Do masks work? Better yet, do we really need to ask?

Apparently so.

OK. But as the national debate on whether masks inhibit the spread of COVID-19 goes on far beyond its logical conclusion, what should be a new closing argument has just been made. In Kansas, of all places.

Click to resize

The state’s 15 counties with mandatory mask orders — including Wyandotte and Johnson counties in the Kansas City area — have seen a greater decline in coronavirus cases than the remaining 90 counties that don’t mandate them.

Since July 12, not long after counties were given the option of accepting or rejecting Gov. Laura Kelly’s mask mandate, those with mask orders have seen cases decline from about 26 to 16 per 100,000 population.
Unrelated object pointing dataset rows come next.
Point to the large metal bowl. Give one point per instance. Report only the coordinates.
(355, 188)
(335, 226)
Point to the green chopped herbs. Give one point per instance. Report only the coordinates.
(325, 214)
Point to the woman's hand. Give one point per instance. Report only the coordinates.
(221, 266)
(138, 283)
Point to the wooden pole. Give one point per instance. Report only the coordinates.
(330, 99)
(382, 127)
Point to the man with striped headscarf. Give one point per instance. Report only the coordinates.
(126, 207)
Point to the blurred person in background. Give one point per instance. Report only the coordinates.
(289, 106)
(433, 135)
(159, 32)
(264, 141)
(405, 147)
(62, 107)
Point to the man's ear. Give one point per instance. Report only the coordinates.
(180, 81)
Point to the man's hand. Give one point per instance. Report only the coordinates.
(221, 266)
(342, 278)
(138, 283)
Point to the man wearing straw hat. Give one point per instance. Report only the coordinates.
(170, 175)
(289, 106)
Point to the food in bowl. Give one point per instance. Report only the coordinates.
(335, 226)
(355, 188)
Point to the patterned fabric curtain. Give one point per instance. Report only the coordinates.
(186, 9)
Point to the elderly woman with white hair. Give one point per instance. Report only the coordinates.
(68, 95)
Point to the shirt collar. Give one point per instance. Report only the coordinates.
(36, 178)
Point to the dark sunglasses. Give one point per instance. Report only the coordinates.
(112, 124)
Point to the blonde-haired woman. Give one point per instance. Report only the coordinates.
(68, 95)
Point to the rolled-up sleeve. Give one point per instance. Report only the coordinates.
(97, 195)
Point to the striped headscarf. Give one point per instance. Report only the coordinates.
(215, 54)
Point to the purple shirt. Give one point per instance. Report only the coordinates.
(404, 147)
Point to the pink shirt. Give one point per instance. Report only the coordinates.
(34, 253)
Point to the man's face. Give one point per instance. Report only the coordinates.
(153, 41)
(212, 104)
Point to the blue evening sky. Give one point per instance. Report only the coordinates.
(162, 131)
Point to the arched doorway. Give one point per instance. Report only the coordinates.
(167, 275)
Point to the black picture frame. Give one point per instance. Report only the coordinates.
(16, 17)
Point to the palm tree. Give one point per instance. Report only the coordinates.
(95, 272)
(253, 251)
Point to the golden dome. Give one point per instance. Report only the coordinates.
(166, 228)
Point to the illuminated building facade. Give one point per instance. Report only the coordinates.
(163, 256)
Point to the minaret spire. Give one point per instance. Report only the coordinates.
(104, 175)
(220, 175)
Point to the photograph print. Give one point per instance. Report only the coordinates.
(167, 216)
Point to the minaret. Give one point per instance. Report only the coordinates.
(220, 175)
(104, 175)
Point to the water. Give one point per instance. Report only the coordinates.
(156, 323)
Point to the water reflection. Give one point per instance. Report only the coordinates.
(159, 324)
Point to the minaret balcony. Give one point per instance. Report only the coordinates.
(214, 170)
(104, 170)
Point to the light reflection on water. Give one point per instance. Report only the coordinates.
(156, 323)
Cases in counties with no mask mandate have stayed relatively flat.

In a state as geographically diverse as Kansas — the 15 mandatory-mask counties contain about two-thirds of the state’s population — there are plenty of variables. Density of population is only one of them. Still, an armchair comparison tells you that masks have made a marked difference in the Sunflower State.

All of the decline in cases, says Kansas Department of Health and Environment Secretary Dr. Lee Norman, “comes from those counties wearing masks.”

“Masks work,” says Dr. Sanmi Areola, director of the Johnson County Department of Health and Environment. Johnson County’s average number of cases has leveled off and even declined under the mask mandate — “from a high of 116 cases per day the week of July 12 to 90 cases per day last week,” Areola told The Star Friday.

Wyandotte County has seen an even steeper decline in its seven-day rolling average of new COVID-19 cases since the mask mandate, from 93 to 59.

“That is encouraging to us,” Dr. K. Allen Greiner, medical officer for the Unified Government of Wyandotte County/Kansas City, Kansas Health Department, told county leaders about the difference that mask usage is making. “We think it’s a major way we can control all this.”

Norman used a chart in his press conference Wednesday that some took issue with, noting that the two lines on the graph — one depicting case trends in counties with mask mandates, the other in counties without a mandate — were actually on different axes. That made the case decline in counties with a mandate look more dramatic.

If that was intentional, it was completely unnecessary. The drop is already dramatic and is a statement of the power of masks.

In addition, the office of Kansas Senate Majority Leader Jim Denning, a Republican from Overland Park, has been doing its own tracking of mask mandates, and the office is seeing the same positive case trend in mask-mandated counties that Norman is reporting.

“We have focused our monitoring on the 10 most populated counties and the three ‘hot’ counties out west — Ford, Finney, and Seward,” Denning told The Star in an email. “Of those counties, we are seeing similar patterns Dr. Norman mentioned and reported on. Mask wearing is very effective in slowing down the virus spread.

“In Johnson County, the spread was growing exponentially through July 17. The virus doubling time in Johnson County has increased to 51 days as of Aug. 6, from 14 days as of July 8. The higher the doubling time number, the better. Johnson County has high mask compliance, and the doubling time clearly shows mask compliance will slow down the virus spread by snuffing out a virus incubation period.”

Masks do work. The Kansas experience has proved it.